Summary of UK, European and American guidelines on the management of potentially resectable N2 NSCLC.
| Guideline | Definition of ‘resectable’ | Recommendations | Notes |
|---|---|---|---|
| BTS and SCTS (2010) | Non-fixed lymph nodes Non-bulky lymph nodes Single-zone N2 disease Reasonable chance of: Complete resection Clear pathological margins | Consider surgery as part of multi-modality treatment in non-fixed, non-bulky, single-zone N2 NSCLC Further research into the role of surgery in non-fixed, non-bulky, multi-zone N2 NSCLC | Significant weight placed on IASLC staging database outcomes despite lack of comparator group and lack of clinical N2 Guidelines consider evidence for adjuvant chemotherapy more robust than pre-operative chemotherapy |
| ACCP (2013) | Discrete lymph nodes Easily measurable and defined lymph nodes Free from major structures, such as the great vessels and trachea | Definitive CRT or induction therapy (chemotherapy or CRT) followed by surgery Surgery followed by adjuvant chemotherapy not recommended | Does not support the concept that surgery can only be justified in patients with minimal N2 disease Pre-operative chemotherapy better than surgery alone in all NSCLC (small studies) and therefore surgery plus adjuvant chemotherapy is not recommended |
| ESMO (2015) | Minimal, non-bulky N2 disease Single-station N2 disease | Definitive CRT, induction chemotherapy followed by surgery or induction CRT followed by surgery | Paramount importance of an experienced and high-volume multi-disciplinary team (MDT) and treatment centres able to minimise risk and complications from multi-modality treatment highlighted |
| NCCN (2018) | Low-volume lymph nodes Non-invasive lymph nodes Pathologically proven Measuring <3 cm | Definitive CRT or induction chemotherapy followed by surgery or induction CRT followed by surgery Maintenance durvalumab following cCRT | Benefit from pre-operative chemotherapy is similar to that of post-operative chemotherapy and either approach is justified |
| NICE (2019) | None provided | Consider CRT followed by surgery | CRT followed by surgery improves PFS and might improve survival compared with CRT alone |
This table was created by the author using guidance from refs. [15,23,24,31,34]

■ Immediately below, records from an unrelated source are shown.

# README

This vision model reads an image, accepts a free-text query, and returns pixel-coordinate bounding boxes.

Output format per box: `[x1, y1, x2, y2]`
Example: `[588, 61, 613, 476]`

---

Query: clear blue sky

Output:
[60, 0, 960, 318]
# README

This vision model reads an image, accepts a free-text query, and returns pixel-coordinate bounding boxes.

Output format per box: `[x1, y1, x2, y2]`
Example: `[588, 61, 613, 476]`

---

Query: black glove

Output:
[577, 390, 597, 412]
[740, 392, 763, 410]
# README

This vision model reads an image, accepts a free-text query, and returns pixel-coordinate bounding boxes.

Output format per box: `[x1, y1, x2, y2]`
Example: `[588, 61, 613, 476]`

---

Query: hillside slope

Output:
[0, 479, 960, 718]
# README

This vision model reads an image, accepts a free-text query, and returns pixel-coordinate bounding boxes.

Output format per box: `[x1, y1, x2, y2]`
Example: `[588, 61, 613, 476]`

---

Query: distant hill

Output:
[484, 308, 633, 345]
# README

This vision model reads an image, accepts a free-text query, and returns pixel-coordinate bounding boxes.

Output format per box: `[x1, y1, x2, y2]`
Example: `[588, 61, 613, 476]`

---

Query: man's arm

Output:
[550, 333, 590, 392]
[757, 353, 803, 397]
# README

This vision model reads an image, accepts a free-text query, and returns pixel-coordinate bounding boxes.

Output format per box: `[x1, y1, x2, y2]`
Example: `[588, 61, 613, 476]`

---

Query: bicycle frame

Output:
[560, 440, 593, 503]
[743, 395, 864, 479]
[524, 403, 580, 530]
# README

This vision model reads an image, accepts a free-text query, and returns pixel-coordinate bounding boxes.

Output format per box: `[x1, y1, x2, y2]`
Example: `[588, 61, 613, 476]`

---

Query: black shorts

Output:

ACCP American College of Chest Physicians, BTS British Thoracic Society, CRT chemoradiotherapy, cCRT concurrent chemoradiotherapy, ESMO European Society of Medical Oncology, IASLC International Association for the Study of Lung Cancer, NICE National Institute for Health and Care Excellence, NCCN National Comprehensive Cancer Network, NSCLC non-small cell lung cancer, PFS progression-free survival, SCTS The Society for Cardiothoracic Surgery in Great Britain and Ireland.